Kayaking – Selecting a Boat

    Published: 06-16-2009
    Views: 18,427
    L.L.Bean kayaking expert and registered Maine Sea Kayak Guide Kevin Hinds guides you through selecting a kayak.

    Kevin Hinds: Hi! I am Kevin Hinds. I am a Maine Registered Sea Kayak Guide and I work for L.

    L Bean's Outdoor Discovery School. I am going to talk today about choosing a kayak, that's right for you.

    The first question you need to ask yourself is what you want to do with that kayak? Today, we are talking about recreational kayaking. They are meant for ponds, lakes, protected waterways with very little wind and calm waters.

    There are two choices when you start looking into recreational kayaking. The first one is sit-on-tops which is no deck of a kayaking. It's just a nice, easy kayak to get into. They are meant for warm water areas. You think about the lakes of Maine, some of them get up to the upper 70s and 80s during this summer, they will be perfect for that, or down south, the Carolina, Florida, you will see sit-on-tops everywhere.

    There is no deck, no top surface for the kayak. They are easy to get in and out of, and just really fun to play with. This is a recreational kayak, that's more of a cock-pitted boat, so it means that it does have a deck - a top surface to it.

    Well with a recreational kayak, they are anywhere from about 9 to 14 feet in length, maybe about 26 to 32 inches wide in width. They'll have a huge open cockpit that's very easy to get in and out of.

    This one has a few bungees to place some safety gear or water bottles and it also has bulkheads in this one. So it has a compartment in the front above hatch and a stern hatch that actually is built-in flotation. It's a really nice recreational kayak.

    Next, we are going to talk a little bit about what kayaks right for you. When you go to any other retailers, make sure to ask a lot of questions and make sure your questions all get answered. Feel free to get into a bunch of kayaks that will help you to see the feel and fit of them and also if you can try them on the water will be the best chance to really see how the kayak feels.

    Things to think about though, the longer the kayak is, the more it will track straight.
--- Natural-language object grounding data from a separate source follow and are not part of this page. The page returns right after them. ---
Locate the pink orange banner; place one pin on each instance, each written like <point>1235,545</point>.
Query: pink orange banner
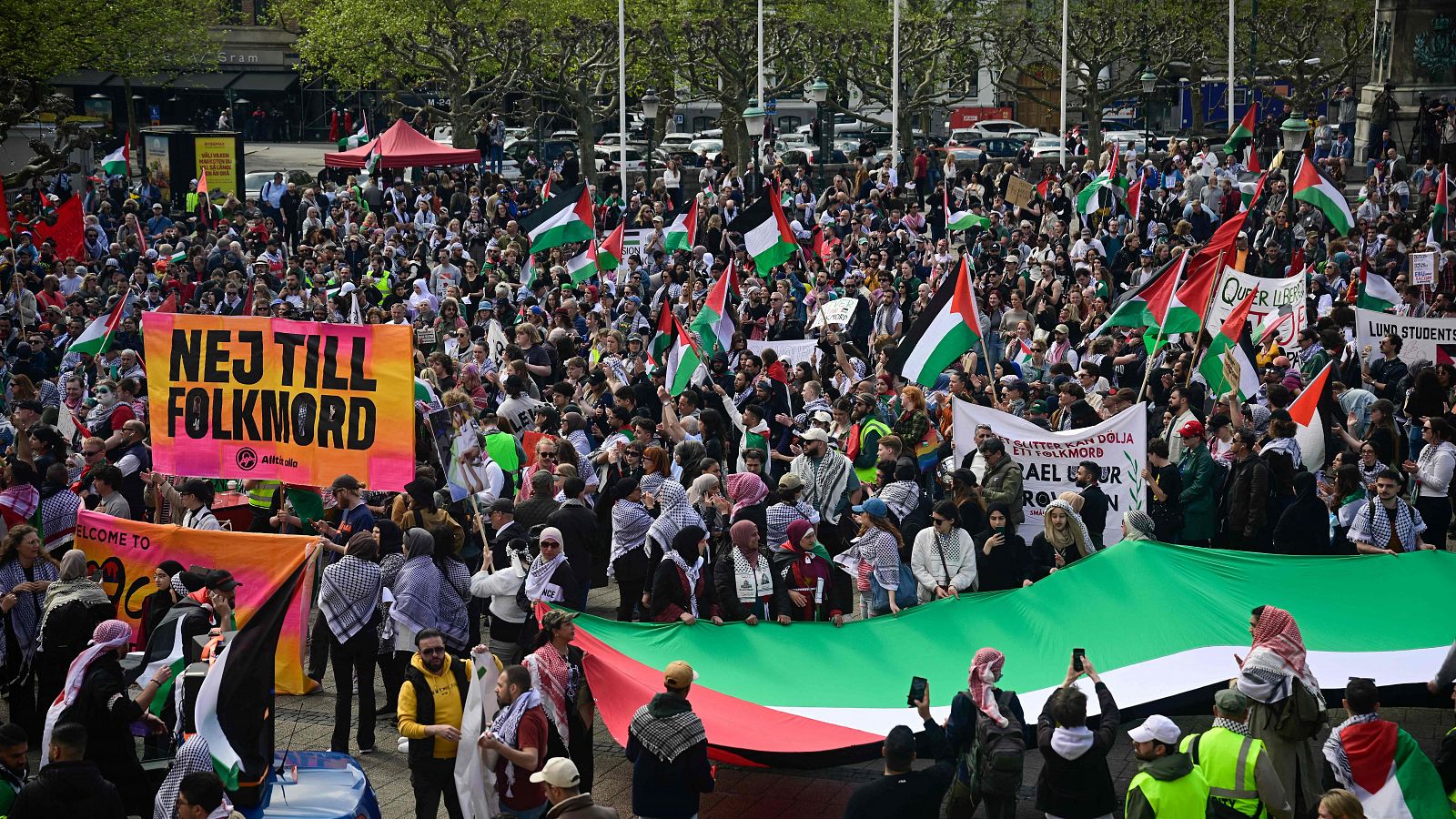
<point>128,551</point>
<point>302,402</point>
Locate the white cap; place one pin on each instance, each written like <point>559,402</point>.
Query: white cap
<point>1158,727</point>
<point>560,773</point>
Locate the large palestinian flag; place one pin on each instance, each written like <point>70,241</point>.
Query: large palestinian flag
<point>810,694</point>
<point>945,331</point>
<point>238,691</point>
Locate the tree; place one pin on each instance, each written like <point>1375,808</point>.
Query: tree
<point>1110,44</point>
<point>473,51</point>
<point>935,44</point>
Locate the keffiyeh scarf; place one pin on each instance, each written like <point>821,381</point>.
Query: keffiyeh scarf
<point>509,722</point>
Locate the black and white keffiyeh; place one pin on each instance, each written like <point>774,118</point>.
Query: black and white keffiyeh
<point>509,722</point>
<point>630,526</point>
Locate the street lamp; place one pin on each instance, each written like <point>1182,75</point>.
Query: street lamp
<point>819,92</point>
<point>753,116</point>
<point>1149,82</point>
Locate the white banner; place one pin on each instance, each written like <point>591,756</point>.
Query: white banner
<point>1048,460</point>
<point>839,312</point>
<point>1276,296</point>
<point>790,351</point>
<point>1433,339</point>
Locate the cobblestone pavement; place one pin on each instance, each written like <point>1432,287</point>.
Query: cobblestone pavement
<point>306,723</point>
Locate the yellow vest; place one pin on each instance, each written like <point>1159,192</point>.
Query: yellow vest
<point>1228,761</point>
<point>261,496</point>
<point>1186,797</point>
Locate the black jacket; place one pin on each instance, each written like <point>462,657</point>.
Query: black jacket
<point>1082,787</point>
<point>67,789</point>
<point>914,793</point>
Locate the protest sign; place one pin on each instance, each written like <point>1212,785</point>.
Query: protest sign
<point>295,401</point>
<point>790,351</point>
<point>1019,191</point>
<point>839,312</point>
<point>1274,296</point>
<point>1433,339</point>
<point>128,551</point>
<point>1423,268</point>
<point>1048,460</point>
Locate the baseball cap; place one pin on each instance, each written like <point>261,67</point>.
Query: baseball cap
<point>874,506</point>
<point>1191,429</point>
<point>560,771</point>
<point>679,675</point>
<point>1158,727</point>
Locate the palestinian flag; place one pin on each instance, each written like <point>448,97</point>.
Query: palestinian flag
<point>713,322</point>
<point>1089,196</point>
<point>963,220</point>
<point>1318,189</point>
<point>238,691</point>
<point>1150,665</point>
<point>1228,365</point>
<point>1387,771</point>
<point>99,332</point>
<point>1315,402</point>
<point>584,264</point>
<point>683,359</point>
<point>1242,133</point>
<point>561,220</point>
<point>945,331</point>
<point>662,339</point>
<point>766,235</point>
<point>1376,292</point>
<point>118,162</point>
<point>681,235</point>
<point>611,251</point>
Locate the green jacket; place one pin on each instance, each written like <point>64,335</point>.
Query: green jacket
<point>1198,475</point>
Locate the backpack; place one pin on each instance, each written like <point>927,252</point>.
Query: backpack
<point>997,753</point>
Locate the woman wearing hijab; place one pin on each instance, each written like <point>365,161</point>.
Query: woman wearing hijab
<point>628,561</point>
<point>749,496</point>
<point>560,678</point>
<point>160,601</point>
<point>1303,528</point>
<point>417,593</point>
<point>815,591</point>
<point>982,702</point>
<point>1063,541</point>
<point>943,557</point>
<point>683,584</point>
<point>349,602</point>
<point>96,695</point>
<point>1274,671</point>
<point>749,591</point>
<point>73,608</point>
<point>1002,560</point>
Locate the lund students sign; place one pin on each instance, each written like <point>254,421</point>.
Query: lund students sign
<point>280,399</point>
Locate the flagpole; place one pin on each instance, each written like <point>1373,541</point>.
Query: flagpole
<point>622,98</point>
<point>1063,143</point>
<point>1208,307</point>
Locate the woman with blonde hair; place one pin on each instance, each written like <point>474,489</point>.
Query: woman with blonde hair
<point>1340,804</point>
<point>1065,538</point>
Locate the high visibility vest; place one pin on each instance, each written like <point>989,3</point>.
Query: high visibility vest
<point>1228,761</point>
<point>261,496</point>
<point>866,474</point>
<point>1186,797</point>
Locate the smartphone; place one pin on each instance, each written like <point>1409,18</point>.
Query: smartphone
<point>916,690</point>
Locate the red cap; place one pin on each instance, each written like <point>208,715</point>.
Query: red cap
<point>1191,429</point>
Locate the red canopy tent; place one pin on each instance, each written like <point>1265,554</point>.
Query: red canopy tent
<point>402,146</point>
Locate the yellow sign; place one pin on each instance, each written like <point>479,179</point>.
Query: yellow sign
<point>218,157</point>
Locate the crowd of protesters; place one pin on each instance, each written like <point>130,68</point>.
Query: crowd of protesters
<point>817,489</point>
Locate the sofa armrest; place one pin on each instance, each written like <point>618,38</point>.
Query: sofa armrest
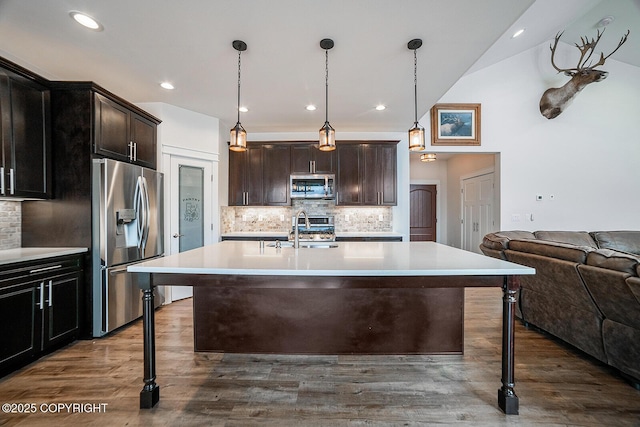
<point>614,260</point>
<point>563,251</point>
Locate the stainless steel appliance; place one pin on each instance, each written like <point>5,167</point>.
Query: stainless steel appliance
<point>128,226</point>
<point>321,228</point>
<point>312,186</point>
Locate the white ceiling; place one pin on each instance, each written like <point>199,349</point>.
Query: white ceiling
<point>188,43</point>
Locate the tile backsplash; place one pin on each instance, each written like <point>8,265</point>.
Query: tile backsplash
<point>10,224</point>
<point>234,219</point>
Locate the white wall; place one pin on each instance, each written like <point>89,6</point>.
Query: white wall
<point>587,157</point>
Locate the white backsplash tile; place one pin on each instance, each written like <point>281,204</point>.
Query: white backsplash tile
<point>10,225</point>
<point>236,219</point>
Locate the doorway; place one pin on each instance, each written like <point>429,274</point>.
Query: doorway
<point>190,210</point>
<point>477,210</point>
<point>422,216</point>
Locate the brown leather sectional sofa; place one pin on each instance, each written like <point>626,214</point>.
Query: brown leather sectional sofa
<point>586,290</point>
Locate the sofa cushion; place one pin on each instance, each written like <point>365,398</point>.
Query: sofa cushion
<point>563,251</point>
<point>613,260</point>
<point>625,241</point>
<point>578,238</point>
<point>500,240</point>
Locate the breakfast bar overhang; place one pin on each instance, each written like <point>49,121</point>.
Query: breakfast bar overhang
<point>350,265</point>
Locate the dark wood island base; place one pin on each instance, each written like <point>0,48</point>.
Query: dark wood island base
<point>507,399</point>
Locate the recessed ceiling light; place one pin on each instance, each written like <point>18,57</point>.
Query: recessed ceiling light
<point>518,33</point>
<point>86,20</point>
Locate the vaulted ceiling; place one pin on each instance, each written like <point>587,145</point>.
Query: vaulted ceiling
<point>146,42</point>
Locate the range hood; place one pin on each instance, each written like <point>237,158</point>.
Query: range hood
<point>312,186</point>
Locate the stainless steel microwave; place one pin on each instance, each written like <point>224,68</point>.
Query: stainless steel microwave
<point>313,186</point>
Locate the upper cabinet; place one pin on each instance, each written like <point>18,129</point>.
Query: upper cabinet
<point>88,117</point>
<point>379,174</point>
<point>123,134</point>
<point>259,176</point>
<point>25,137</point>
<point>366,174</point>
<point>307,158</point>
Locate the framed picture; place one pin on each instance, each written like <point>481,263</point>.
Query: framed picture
<point>455,124</point>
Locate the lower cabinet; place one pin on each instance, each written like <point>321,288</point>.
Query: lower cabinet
<point>39,308</point>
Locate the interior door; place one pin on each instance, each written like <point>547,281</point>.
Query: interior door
<point>422,217</point>
<point>477,210</point>
<point>190,209</point>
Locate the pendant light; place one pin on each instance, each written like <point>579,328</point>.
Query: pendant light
<point>238,141</point>
<point>416,133</point>
<point>327,133</point>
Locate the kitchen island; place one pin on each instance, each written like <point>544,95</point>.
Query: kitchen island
<point>376,266</point>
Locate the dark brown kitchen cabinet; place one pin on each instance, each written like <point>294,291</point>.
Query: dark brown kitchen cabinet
<point>307,158</point>
<point>259,176</point>
<point>122,134</point>
<point>348,181</point>
<point>379,174</point>
<point>39,308</point>
<point>367,173</point>
<point>245,177</point>
<point>25,136</point>
<point>275,173</point>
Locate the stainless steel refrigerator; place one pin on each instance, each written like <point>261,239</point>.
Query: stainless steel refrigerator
<point>128,227</point>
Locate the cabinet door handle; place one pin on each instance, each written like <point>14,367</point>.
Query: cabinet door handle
<point>50,293</point>
<point>41,302</point>
<point>12,180</point>
<point>39,270</point>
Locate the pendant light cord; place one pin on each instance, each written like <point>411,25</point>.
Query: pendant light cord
<point>239,54</point>
<point>326,84</point>
<point>415,84</point>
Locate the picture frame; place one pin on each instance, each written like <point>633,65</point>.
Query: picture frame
<point>455,124</point>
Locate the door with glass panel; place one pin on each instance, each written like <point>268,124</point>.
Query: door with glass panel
<point>191,201</point>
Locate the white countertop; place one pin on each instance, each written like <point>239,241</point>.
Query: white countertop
<point>9,256</point>
<point>348,259</point>
<point>343,234</point>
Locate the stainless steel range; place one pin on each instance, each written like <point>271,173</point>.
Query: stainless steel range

The shorter the kayak, the more maneuverable it will be.

    Also thinking about the whole shape, if it is a recreational kayak with the very flat bottom, it will be very stable in those protected waters. Some of them they will have a little bit of shape to them, which will be a little bit tippier at first, but better secondary stability.

    Other things you think about too are the cockpit is a really long and wide that's easy for you to get into and out of. You want to think about all those points.

    Now you've got a bunch of tips and hopefully I have answered the right questions, so you can choose the right kayak for you.